Home • Neolentinus lepideus v1.0
Photo of Neolentinus lepideus v1.0
Neolentinus lepideus. Photo by Richard Kneal (mushroomobserver.org)

Within the framework of the CSP 'Metatranscriptomics of Forest Soil Ecosystems' project, we are aiming to explore the interaction of forest trees with communities of soil fungi, including ectomycorrhizal symbionts that dramatically affect bioenergy-relevant plant growth, and saprotrophic soil fungi impacting carbon sequestration in forests. We are sequencing the genome of the most abundant fungal species harvested on studied sites to serve as the foundation for a reference database for metagenomics of fungi and for a comprehensive survey of the potential soil fungal metabolome.

Neolentinus lepideus

This is a worldwide distributed species belonging to the small order Gloeophyllales. The Gloeophyllales includes brown-rot species with tough, corky fruiting bodies. However, the morphology of fruiting bodies is very diverse, including resupinate, polyporoid and agaricoid species.

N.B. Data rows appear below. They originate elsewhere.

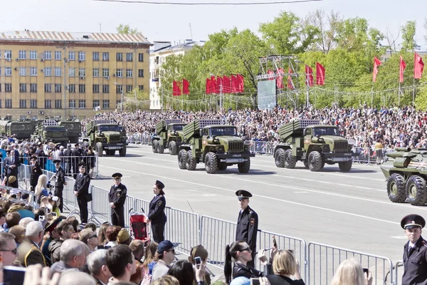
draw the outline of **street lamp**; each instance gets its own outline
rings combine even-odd
[[[118,85],[122,86],[122,100],[120,102],[120,111],[123,110],[123,84],[117,83],[117,82],[114,83],[115,85]]]

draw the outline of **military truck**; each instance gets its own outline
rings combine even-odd
[[[339,170],[352,169],[352,145],[339,135],[333,125],[320,125],[316,120],[296,119],[279,127],[281,142],[274,149],[278,167],[294,168],[297,161],[311,171],[320,171],[325,164],[338,163]]]
[[[85,126],[88,141],[97,151],[99,157],[104,150],[108,155],[114,155],[119,150],[120,156],[126,156],[126,131],[113,120],[93,120]]]
[[[415,206],[427,203],[427,149],[396,147],[380,168],[387,180],[390,201]]]
[[[179,146],[180,169],[195,170],[197,163],[205,164],[209,174],[237,165],[238,172],[248,173],[251,157],[249,145],[237,135],[233,125],[221,125],[220,120],[196,120],[184,128],[185,144]]]
[[[156,135],[152,138],[153,152],[163,153],[169,148],[169,155],[176,155],[178,147],[184,141],[182,128],[186,124],[181,120],[162,120],[156,124]]]
[[[58,121],[53,119],[43,120],[38,122],[34,133],[31,136],[31,141],[60,142],[64,147],[67,145],[69,138],[67,130],[63,125],[58,125]]]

N. lepideus belongs to the latter category, with well-delimited stipe, cap and lamellae and represents an independent acquisition of the agaricoid fruiting body type. Fruiting bodies show high levels of convergence in mushrooms. The agaricoid type only has evolved several times in distantly related orders, such as the Agaricales, Boletales, Russulales, Hymenochaetales and the Gloeophyllales. Of these, the Gloeophyllales is one of the most ancient order where agaricoid species evolved, which makes it a very useful source of information for understanding the evolution of fruiting body plans in mushrooms.

Furthermore, the genome of N. lepideus has an important contribution to deciphering the phylogenetic position of Agaricomycete orders. The position of the Gloeophyllales on the phylogenetic tree of the Agaricomycetes has been unresolved based on previous multi gene phylogenies. By analyzing a genome-wide set of genes from this and other taxa, we expect to gain a strongly supported phylogenetic placement for the Gloeophyllales.

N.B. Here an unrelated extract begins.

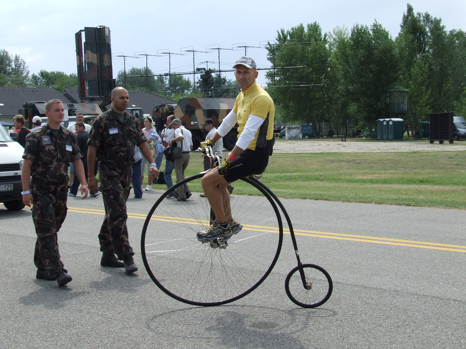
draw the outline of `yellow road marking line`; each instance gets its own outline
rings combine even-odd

The common name of this species is Train Wrecker, which refers to its ability to grow on railroad ties. It can also grow on timber in mines, including chemically preserved woody material. Regarding wood-rot type, Neolentinus belongs to the brown-rotters, i.e. it attacks only cellulose in the wood. The type of rot was the basis for the taxonomic separation of Neolentinus from Lentinus, since the latter is a white-rot group in the Polyporales. Because of its position on the phylogenetic tree of the Agaricomycotina, Neolentinus is critical to recovering the evolution of the wood-decay apparatus and contributes to the resolution of several ambiguities about the origin and expansion of lignocellulose decaying gene families.